Background:
I have a 6-host cluster that I built and imaged with the PVE4.4 ISO, and am working on a process of upgrading this cluster to PVE 5.1 that is installed on top of a vanilla Debian Stretch image as per the various wiki instructions:
This is part of a project to upgrade the production cluster my company runs. I'm using this as a test cluster to hammer out any problems in the process so we don't break our production cluster.
I start by upgrading ceph on all 6 of the nodes, then I pick a node to pull. I destroy any OSDs and monitors it has, migrate all VMs away, and power it off to install debian stretch on it, and then proxmox 5.1 on top of that. I then add the node back into the cluster, then add it to ceph. This goes MOSTLY* smoothly. The main issues I have are that when I try to create an OSD to replace the ones that were on the host before I pulled it, pveceph doesn't perform some crucial steps.
First, it does not create a mountpoint for the new OSD. If I manually create the mount point and give it the right ownership (ceph:ceph) it will have and create the OSD with pveceph, it will not mount the OSD. It also does not update systemd to autostart the OSD upon reboot. I was able to get around this by manually adding the partition UUIDs to fstab and manually doing a systemctl daemon-reload, but I just noticed that I did not need to do this in proxmox 4.4. Is this new behavior in PVE 5.1, or is it because I installed the software on a Debian installation instead of from an ISO?
Secondly, I noticed that if the OSD I am recreating was bluestore before destroying it, neither the destruction or creation process overwrite the old fsid left from the OSD. This means that even if I delete the partitions on the disk and recreate the OSD, the 2nd partition will have a stale fsid and the OSD won't start. I had to use dd to write zeros to the front of the disk in order for the old FSID to be wiped out. Is this intentional? I would think that if you are destroying an OSD, the fsid should similarly be destroyed.

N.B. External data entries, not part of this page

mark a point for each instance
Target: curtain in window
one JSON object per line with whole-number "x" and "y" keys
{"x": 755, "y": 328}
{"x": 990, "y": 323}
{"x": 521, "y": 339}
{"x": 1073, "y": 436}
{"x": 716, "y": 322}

Lastly, when I go pull and re-add the next node, I'm unable to join it to the cluster by specifying the IP of a node that I installed with Debian; I get 'unable to copy ssh ID: exit code 1'. I get I can join it by specifying the IP of a 4.4 node though. The authorized_keys files have the same ownership and permissions between all the nodes, so I'm not sure what's going on there.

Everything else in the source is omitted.